Cheap IGBTs (and Thyristors) all seem to top out at around 600 Volt, so solid state Marx is not an option. Large ratio pulse transformers are slow. The only configuration which seems doable on the cheap is an adder. I was thinking something like this. Which would be around 5$ of components a stage if I wind my own pulse transformer ... I could see how trying to pull up the power planes of an entire driver circuit by kVs in 100 ns might have unintended consequences though.
Anyone know of any existing schematics for something like this or alternatives?
Registered Member #543
Joined: Tue Feb 20 2007, 04:26PM
Location: UK
Posts: 4992
Pinky's Brain wrote ...
I see a couple of can crushers out there, but I'm not looking for that much power (<10 joule, for a xenon flasher) and I want to do it on the cheap.

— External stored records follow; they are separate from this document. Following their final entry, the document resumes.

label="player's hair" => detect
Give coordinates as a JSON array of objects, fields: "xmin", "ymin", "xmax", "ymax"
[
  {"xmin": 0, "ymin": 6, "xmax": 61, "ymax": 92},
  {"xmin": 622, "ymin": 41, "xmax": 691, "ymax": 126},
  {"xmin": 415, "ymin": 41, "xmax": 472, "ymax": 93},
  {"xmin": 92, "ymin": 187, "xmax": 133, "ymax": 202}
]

Cheap IGBTs (and Thyristors) all seem to top out at around 600 Volt, so solid state Marx is not an option. Large ratio pulse transformers are slow. The only configuration which seems doable on the cheap is an adder. I was thinking something like this. Which would be around 5$ of components a stage if I wind my own pulse transformer ... I could see how trying to pull up the power planes of an entire driver circuit by kVs in 100 ns might have unintended consequences though.
Anyone know of any existing schematics for something like this or alternatives?
You can make an excellent fast pulse generator with series arrangements of high voltage avalanche transistors (when one goes the rest in the string are all over-voltage and go too) I have a circuit diagram somewhere, together with details of commonplace cheap HV transistors that can be made to avalanche in a repeatable way, so if you're not in a very great hurry, I'll find them for you in the next day or so.
Registered Member #543
Joined: Tue Feb 20 2007, 04:26PM
Location: UK
Posts: 4992
Pinky's Brain wrote ...
Googling for high voltage avalanche transistors did the trick ... 2N5551's are 6 cent a pop.
Can these things source 2 orders of magnitude more than their rated continuous current in pulse use though to give a nice flash with a xenon tube?
Why not use the avalanche transistor to switch on the gate of a power MOSFET, as described, using a very simple circuit, here: Nanosecond Switching Using Power MOSFETs Baker et al
A 3 nanosec rise time is better than being slapped round the face with a dead halibut, eh?
But if you want to keep MOSFETS out of it - understandable for artistic or aesthetic reasons - then you can connect your series avalanche strings in parallel. Figure 15 in this Zetex application note has a funky parallel avalanche circuit claimed to produce 100A pulses:
I couldn't afford to buy buckets of the ZTX415s, so I bought a few hundred of the 2N5551s, but haven't got round to using them yet. But when I feel the need for a big thyratron trigger pulse coming on, I have them there all ready to go.
Registered Member #2099
Joined: Wed Apr 29 2009, 12:22AM
Location: Los Altos, California
Posts: 1716
Welcome.
Can you give us more detail about your pulser requirements (voltage, risetime, pulsewidth, jitter, load)?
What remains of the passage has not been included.